Nos termos do disposto na alínea
h) do n.º 1 do artigo 25.º do Regimento
da Assembleia Municipal de Lisboa – Mandato 2013-2017 (aprovado na
reunião de 18-03-2014), compete à Presidente do órgão, Helena Roseta: «assegurar
o cumprimento da lei e a regularidade das deliberações”.
E conjugando o disposto nos artigos
53.º e 62.º do regimento acima citado, facilmente se depreende que, além dos
deputados municipais, também aos membros do executivo não é lícito interromper
a sessão no decorrer de um ato de votação.
Posto isto, vejam agora o que
aconteceu no passado dia 17 do corrente mês de junho numa reunião da Assembleia
Municipal de Lisboa a quando da votação da Recomendação do Bloco de Esquerda sobre
“Quotizações em atraso na Assembleia Distrital de Lisboa”.
Embora, estranhamente, o assunto
não tenha merecido qualquer comentário dos deputados municipais durante as
várias intervenções no período de antes da ordem do dia (nem os proponentes o
defenderam nem as outras bancadas o atacaram, quase parecendo que nem sequer havia
qualquer proposta para apreciação), a quando da respetiva votação (e ao
contrário de outras que decorreram normalmente, mesmo a de documentos que
tinham causado alguma polémica e troca de “galhardetes” entre membros da
assembleia municipal) instalou-se a confusão.

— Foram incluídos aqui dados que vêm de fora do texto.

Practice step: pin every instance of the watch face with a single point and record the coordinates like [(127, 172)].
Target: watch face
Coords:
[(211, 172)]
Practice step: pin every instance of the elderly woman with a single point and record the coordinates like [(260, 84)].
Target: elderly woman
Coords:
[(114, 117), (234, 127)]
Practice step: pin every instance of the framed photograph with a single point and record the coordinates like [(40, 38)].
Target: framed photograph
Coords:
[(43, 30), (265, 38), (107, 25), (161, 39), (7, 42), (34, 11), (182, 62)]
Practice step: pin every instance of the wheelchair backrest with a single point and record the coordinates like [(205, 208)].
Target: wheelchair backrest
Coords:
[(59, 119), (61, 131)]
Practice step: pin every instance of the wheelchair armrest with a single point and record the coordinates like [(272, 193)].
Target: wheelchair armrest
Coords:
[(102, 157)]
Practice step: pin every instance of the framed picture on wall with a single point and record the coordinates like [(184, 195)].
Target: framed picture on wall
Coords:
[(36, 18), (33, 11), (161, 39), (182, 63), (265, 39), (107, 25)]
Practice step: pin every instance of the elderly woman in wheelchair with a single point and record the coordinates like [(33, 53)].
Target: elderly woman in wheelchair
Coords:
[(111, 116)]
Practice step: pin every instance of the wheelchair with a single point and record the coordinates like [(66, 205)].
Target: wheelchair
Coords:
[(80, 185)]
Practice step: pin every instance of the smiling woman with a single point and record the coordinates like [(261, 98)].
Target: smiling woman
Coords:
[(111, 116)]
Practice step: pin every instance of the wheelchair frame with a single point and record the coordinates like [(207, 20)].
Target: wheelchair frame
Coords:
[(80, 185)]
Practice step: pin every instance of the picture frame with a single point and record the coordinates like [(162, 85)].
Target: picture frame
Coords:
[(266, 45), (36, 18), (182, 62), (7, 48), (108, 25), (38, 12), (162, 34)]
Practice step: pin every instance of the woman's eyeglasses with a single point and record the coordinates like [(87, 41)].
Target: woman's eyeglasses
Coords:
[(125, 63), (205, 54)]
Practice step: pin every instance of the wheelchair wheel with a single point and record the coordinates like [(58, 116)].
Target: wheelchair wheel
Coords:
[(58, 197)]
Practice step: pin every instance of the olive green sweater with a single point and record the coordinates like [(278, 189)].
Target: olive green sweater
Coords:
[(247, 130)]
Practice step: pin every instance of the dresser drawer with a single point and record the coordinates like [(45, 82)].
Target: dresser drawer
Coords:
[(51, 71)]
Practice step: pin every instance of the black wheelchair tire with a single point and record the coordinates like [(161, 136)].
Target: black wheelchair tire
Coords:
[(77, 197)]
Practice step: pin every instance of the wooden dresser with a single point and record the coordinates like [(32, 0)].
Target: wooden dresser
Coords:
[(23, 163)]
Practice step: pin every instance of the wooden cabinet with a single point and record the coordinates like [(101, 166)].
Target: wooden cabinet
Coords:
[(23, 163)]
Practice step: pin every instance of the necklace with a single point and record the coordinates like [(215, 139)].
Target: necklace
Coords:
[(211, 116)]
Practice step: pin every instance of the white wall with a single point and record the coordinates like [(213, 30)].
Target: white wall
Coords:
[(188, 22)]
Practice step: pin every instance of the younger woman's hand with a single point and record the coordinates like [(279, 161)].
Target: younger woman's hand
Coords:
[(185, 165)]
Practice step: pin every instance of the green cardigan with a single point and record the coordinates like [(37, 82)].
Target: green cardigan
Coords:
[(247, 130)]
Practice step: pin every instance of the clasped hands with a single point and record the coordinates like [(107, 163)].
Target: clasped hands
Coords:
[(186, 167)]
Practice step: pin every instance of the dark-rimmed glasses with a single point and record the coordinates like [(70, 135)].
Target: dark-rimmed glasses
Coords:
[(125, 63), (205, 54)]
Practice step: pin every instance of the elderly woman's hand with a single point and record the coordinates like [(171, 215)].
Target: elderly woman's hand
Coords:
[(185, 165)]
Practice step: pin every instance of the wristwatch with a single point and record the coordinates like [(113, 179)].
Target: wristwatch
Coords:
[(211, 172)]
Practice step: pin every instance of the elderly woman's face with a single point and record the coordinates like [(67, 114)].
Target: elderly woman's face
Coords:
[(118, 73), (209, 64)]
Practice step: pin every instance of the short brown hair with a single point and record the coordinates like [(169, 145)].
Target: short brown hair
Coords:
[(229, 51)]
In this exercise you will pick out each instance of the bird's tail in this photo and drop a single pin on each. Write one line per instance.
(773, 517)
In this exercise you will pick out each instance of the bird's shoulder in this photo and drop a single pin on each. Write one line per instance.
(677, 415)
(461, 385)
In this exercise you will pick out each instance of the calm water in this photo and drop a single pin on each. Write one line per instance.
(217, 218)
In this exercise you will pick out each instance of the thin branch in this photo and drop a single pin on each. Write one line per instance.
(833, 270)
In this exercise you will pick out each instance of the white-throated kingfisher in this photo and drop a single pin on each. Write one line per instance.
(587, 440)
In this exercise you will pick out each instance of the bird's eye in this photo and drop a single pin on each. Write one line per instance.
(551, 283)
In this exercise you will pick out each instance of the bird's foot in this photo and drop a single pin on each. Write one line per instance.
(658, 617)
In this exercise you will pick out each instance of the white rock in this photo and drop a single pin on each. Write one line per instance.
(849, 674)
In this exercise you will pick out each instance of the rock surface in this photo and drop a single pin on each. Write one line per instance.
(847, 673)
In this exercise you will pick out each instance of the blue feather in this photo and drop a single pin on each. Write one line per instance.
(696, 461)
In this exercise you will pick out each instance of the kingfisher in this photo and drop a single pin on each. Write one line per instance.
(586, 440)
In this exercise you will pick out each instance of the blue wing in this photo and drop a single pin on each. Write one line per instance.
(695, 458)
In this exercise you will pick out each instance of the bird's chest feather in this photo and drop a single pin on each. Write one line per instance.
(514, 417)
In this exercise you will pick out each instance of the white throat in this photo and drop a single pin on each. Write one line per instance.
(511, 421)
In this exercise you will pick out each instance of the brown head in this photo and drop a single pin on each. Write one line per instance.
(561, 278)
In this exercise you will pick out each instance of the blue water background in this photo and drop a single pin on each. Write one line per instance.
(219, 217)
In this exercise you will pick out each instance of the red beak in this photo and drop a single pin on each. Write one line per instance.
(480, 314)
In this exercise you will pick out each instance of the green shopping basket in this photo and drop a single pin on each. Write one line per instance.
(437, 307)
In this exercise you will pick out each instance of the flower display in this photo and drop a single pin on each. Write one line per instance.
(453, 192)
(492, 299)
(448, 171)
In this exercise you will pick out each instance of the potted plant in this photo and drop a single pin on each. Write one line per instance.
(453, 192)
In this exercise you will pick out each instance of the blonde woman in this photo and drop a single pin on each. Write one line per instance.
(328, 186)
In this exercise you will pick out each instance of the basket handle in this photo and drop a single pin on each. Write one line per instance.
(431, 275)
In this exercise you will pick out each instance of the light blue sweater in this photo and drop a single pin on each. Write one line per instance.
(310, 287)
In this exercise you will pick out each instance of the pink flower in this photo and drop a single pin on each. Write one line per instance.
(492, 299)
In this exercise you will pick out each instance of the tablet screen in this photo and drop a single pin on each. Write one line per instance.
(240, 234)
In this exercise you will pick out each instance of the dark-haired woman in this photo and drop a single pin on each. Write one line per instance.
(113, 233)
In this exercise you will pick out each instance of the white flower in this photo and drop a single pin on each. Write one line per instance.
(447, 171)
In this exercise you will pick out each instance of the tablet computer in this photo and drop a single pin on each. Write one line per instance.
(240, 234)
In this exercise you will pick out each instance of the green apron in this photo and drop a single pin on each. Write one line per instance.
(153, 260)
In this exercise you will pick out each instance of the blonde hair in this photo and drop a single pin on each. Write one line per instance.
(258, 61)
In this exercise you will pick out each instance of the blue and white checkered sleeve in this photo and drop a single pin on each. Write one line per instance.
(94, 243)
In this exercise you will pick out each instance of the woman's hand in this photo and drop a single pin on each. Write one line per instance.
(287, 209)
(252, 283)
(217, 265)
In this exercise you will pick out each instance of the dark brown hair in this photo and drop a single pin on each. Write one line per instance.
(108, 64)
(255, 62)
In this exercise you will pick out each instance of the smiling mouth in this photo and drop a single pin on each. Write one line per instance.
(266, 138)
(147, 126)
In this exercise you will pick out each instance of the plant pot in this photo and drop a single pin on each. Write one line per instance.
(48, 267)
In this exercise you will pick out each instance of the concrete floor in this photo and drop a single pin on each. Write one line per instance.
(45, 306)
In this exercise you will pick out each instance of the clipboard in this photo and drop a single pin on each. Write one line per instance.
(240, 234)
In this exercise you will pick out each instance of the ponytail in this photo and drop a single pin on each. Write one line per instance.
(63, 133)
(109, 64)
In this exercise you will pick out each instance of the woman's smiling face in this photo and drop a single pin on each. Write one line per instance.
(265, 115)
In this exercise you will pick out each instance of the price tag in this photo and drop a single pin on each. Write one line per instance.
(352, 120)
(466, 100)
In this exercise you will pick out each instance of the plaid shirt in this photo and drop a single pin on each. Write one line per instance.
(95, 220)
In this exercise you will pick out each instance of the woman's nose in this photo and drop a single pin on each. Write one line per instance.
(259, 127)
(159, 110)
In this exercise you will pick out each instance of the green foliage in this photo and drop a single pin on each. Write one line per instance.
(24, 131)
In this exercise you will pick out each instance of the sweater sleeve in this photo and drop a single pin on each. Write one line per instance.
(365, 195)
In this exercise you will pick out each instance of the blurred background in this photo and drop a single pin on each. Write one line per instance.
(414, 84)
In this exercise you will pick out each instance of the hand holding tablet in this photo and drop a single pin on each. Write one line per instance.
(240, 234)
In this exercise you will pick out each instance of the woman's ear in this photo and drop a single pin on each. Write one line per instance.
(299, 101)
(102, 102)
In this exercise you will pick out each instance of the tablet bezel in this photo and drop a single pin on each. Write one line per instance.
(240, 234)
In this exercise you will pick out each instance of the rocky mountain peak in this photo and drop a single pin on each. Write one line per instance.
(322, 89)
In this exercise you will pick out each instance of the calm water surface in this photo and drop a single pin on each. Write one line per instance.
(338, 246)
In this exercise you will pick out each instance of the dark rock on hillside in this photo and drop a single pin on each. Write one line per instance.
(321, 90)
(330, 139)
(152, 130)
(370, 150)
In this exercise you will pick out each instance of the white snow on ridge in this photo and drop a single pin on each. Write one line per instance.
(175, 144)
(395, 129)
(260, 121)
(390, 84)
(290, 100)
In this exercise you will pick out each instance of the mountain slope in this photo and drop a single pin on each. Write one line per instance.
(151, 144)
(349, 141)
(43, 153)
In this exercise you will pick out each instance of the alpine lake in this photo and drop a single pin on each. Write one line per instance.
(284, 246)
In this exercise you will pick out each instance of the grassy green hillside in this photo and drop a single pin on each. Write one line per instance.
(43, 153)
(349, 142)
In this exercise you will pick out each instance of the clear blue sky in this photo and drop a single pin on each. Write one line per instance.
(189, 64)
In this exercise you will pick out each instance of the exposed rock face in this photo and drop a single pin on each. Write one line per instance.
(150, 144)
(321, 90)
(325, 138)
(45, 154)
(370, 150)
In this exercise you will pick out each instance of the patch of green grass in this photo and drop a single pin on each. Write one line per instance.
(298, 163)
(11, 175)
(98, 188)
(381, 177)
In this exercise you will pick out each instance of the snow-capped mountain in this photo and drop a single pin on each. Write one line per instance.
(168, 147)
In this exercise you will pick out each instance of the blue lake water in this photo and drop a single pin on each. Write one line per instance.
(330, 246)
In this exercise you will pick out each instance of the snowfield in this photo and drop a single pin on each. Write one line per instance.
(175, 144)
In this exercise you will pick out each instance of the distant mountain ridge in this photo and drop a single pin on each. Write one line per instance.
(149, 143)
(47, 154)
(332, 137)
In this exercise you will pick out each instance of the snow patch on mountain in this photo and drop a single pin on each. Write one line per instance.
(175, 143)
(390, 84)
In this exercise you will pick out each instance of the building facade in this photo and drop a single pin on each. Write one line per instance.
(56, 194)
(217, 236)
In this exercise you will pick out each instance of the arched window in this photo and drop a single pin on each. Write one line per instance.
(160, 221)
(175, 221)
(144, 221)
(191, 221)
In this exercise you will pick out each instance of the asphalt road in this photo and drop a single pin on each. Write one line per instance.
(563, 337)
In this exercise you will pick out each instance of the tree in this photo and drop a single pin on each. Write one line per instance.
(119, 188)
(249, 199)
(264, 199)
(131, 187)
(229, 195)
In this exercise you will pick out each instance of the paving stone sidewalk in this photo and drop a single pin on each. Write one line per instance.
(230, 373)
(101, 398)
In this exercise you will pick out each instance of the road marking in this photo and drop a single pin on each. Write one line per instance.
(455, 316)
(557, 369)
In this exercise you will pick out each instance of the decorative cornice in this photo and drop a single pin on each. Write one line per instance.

Desde a tentativa de Helena
Roseta para que o documento fosse retirado da votação (não se percebendo por
que esta sugestão não foi feita antes e foi preciso esperar pelas votações
quando o regimento diz, expressamente, que não podem ser interrompidas), com
argumentos imprecisos e algumas incorrecções, passando pela indecisão dos
eleitos da bancada do Partido Socialista que se percebia estarem bastante
divididos mas tendencialmente e na sua maioria com vontade de votar a favor,
até à interrupção de António Costa, à revelia do disposto no regimento, com uma
intervenção falaciosa proferida nitidamente com o intuito de condicionar o sentido
de voto dos socialistas (como, infelizmente, acabou por acontecer), pode-se
dizer que estes quase cinco minutos foram um dos mais tristes e degradantes
episódios do funcionamento daquele órgão autárquico.
«Helena Roseta (Presidente
da AML):
Vamos prosseguir... A Recomendação n.º 3. Eu ia pedir ao Bloco de
Esquerda uma coisa muito concreta, que é o seguinte: esta recomendação tem a
ver com uma proposta que a própria Mesa já preparou, que era a Proposta 4AM da
Mesa e que nunca chegou a ser agendada porque, entretanto, a Assembleia da
República alterou o regime jurídico das Assembleias Distritais. Aprovou a
Proposta de Lei 212/XII que foi aprovada e que está a aguardar promulgação.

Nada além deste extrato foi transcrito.